On Charlotte’s suggestion, I picked up Charles Dickens’ Bleak House this past month. I have been trying to read one classic work of literature a year, and Dickens was this year’s author. I have always enjoyed the sprawling, multi-charactered approach to stories that you find in many 19th century novels.
Dickens’ Bleak House is nothing if not layered. The story is told from a variety of points of view, most prominently, that of Esther Summerson. Esther knows neither her mother nor her father, and is raised by her cruel godmother, who neglects to let Esther know that her mother is Lady Dedlock, wife of a wealthy landholder, Esther being the fruit of an earlier romantic entanglement.

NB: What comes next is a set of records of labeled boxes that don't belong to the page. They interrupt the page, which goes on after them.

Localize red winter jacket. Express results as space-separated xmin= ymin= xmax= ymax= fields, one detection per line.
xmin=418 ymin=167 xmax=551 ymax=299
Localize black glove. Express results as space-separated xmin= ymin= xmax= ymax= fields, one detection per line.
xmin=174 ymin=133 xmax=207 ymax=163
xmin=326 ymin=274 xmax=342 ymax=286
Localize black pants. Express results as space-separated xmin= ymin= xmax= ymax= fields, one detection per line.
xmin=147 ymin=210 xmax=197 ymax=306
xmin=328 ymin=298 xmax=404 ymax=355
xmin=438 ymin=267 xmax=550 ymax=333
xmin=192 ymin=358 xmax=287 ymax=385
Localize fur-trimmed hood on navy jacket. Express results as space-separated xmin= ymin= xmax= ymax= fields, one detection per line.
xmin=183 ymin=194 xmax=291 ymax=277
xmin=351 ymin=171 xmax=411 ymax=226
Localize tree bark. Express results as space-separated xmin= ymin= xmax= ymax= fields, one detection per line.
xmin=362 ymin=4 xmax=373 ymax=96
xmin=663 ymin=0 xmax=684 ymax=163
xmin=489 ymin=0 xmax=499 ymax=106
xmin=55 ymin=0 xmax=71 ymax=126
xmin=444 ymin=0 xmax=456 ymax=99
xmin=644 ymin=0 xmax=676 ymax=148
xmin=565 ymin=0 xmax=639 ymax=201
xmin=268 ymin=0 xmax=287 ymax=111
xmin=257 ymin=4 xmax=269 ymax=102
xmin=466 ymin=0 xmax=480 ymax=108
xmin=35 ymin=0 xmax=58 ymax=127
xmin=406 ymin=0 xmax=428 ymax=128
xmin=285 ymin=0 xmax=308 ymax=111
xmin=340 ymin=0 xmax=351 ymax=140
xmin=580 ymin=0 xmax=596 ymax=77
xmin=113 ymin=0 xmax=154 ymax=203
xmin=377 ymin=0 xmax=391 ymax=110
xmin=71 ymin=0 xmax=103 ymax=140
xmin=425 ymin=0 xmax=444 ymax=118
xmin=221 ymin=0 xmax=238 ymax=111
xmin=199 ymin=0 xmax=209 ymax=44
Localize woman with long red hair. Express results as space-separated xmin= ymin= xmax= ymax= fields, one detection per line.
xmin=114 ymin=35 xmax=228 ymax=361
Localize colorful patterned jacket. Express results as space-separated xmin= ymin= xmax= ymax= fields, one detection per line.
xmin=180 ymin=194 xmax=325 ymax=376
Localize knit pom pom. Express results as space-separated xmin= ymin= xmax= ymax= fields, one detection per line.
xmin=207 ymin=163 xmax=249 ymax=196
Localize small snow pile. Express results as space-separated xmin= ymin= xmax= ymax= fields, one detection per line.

When she reaches her majority, Esther is taken in by the noble and kindhearted John Jarndyce, to serve as a companion to his ward Ada. Esther, Ada, and Ada’s cousin Richard all settle down to live with Jarndyce, and things seem relatively happy for them, until the wind shifts to the East, and young Richard finds himself embroiled in the inescapable tangles of the long-running Chancery Court case Jarndyce v. Jarndyce. It is a matter of contested wills, and the case has already run through several generations and much of the Jarndyce inheritance. To no avail, John Jarndyce, Esther, and Ada all try to dissuade Richard from becoming caught up in the case.

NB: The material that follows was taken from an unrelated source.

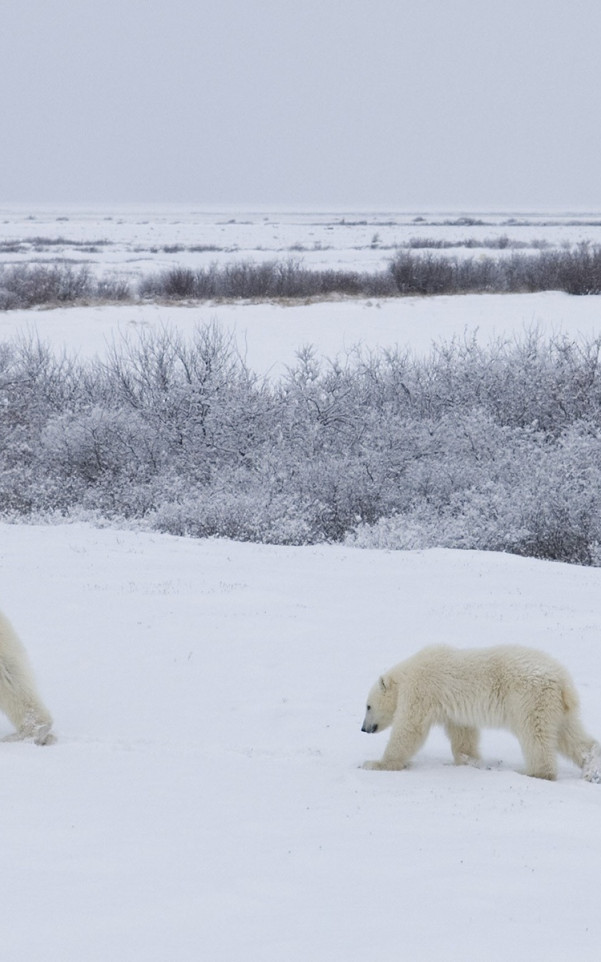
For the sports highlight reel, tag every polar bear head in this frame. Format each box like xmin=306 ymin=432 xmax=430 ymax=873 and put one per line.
xmin=361 ymin=675 xmax=397 ymax=735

As in most of his works, Dickens here points a critical finger at some of the absurdities of English society. In particular, the legal system and its practitioners come off poorly at best. Class divisions also bear some of the brunt of Dickens’ critique, especially the “do good” upper class ladies who sweep into the houses of the poor unasked and try to raise their standards of living.
Mostly though, Bleak House is a fascinating story filled with memorable characters and scenes of life in 19th century England, both the cities and the countryside. It is not a quick read, you really need to pay attention to the story, but this attention pays off in the richness of character and description that are hallmarks of Dickens’ fiction.